Linnaeus, Sp. Pl. 1: 545. 1753.
Early meadow-rue, quicksilver-weed, pigamon dioïque
Roots yellow to light brown, fibrous, from stout caudex. Stems erect, 30-80 cm, glabrous or glandular. Leaves basal and cauline, petiolate. Leaf blade 1-4×-ternately compound; leaflets reniform or cordate to obovate or orbiculate, apically 3-12-lobed, 10-45 mm wide, lobe margins often crenate, surfaces abaxially glabrous or glandular. Inflorescences terminal and axillary, panicles to corymbs, many flowered. Flowers: sepals greenish to purple, ovate or obovate to oval, 1.8-4 mm; filaments yellow to greenish yellow, 3.5-5.5 mm; anthers 2-4 mm, mucronate to acuminate; stigma purple. Achenes (3-)7--13, not reflexed, sessile or nearly so; stipe terete, 0-0.2 mm; body ovoid to ellipsoid, not laterally compressed, 3.5-5 mm, glabrous, very strongly veined, veins not anastomosing-reticulate; beak 1.5-3 mm.

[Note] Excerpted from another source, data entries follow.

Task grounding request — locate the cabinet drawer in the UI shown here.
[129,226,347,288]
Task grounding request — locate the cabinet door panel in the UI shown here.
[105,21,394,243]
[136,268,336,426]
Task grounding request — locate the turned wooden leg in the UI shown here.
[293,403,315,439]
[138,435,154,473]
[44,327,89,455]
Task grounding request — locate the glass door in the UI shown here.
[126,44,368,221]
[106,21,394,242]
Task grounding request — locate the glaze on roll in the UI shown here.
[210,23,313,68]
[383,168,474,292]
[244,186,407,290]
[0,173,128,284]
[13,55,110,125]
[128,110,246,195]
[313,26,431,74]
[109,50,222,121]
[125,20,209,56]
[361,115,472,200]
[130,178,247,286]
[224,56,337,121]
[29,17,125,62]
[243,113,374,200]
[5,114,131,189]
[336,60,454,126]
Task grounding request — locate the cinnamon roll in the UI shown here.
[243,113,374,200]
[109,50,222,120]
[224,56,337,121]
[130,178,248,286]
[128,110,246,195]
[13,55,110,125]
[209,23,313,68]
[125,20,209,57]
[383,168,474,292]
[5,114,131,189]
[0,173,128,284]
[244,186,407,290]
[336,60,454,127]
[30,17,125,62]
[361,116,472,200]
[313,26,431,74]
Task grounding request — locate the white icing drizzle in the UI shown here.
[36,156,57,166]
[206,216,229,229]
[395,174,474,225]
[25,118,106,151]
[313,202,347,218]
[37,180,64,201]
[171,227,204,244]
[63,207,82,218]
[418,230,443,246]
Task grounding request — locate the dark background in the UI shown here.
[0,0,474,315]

Flowering spring (Apr-Jun). Rocky woods, ravines, and alluvial terraces, mountains and piedmont; 10-1000 m; Man., Ont., Que.; Ala., Conn., D.C., Ga., Ill., Ind., Iowa, Kans., Ky., Maine, Md., Mass., Mich., Minn., Mo., Nebr., N.H., N.J., N.Y., N.C., N.Dak., Ohio, Pa., R.I., S.C., S.Dak., Tenn., Vt., Va., W.Va., Wis.
Glandular plants of Thalictrum dioicum have often been misidentified as T . revolutum despite important differences, especially the leaflets having crenate versus entire lobe margins, respectively. The stamens in both T . dioicum and T . revolutum are pendulous.
Native Americans used roots of Thalictrum dioicum in various preparations to treat diarrhea and vomiting and for heart palpitations (D. E. Moerman 1986).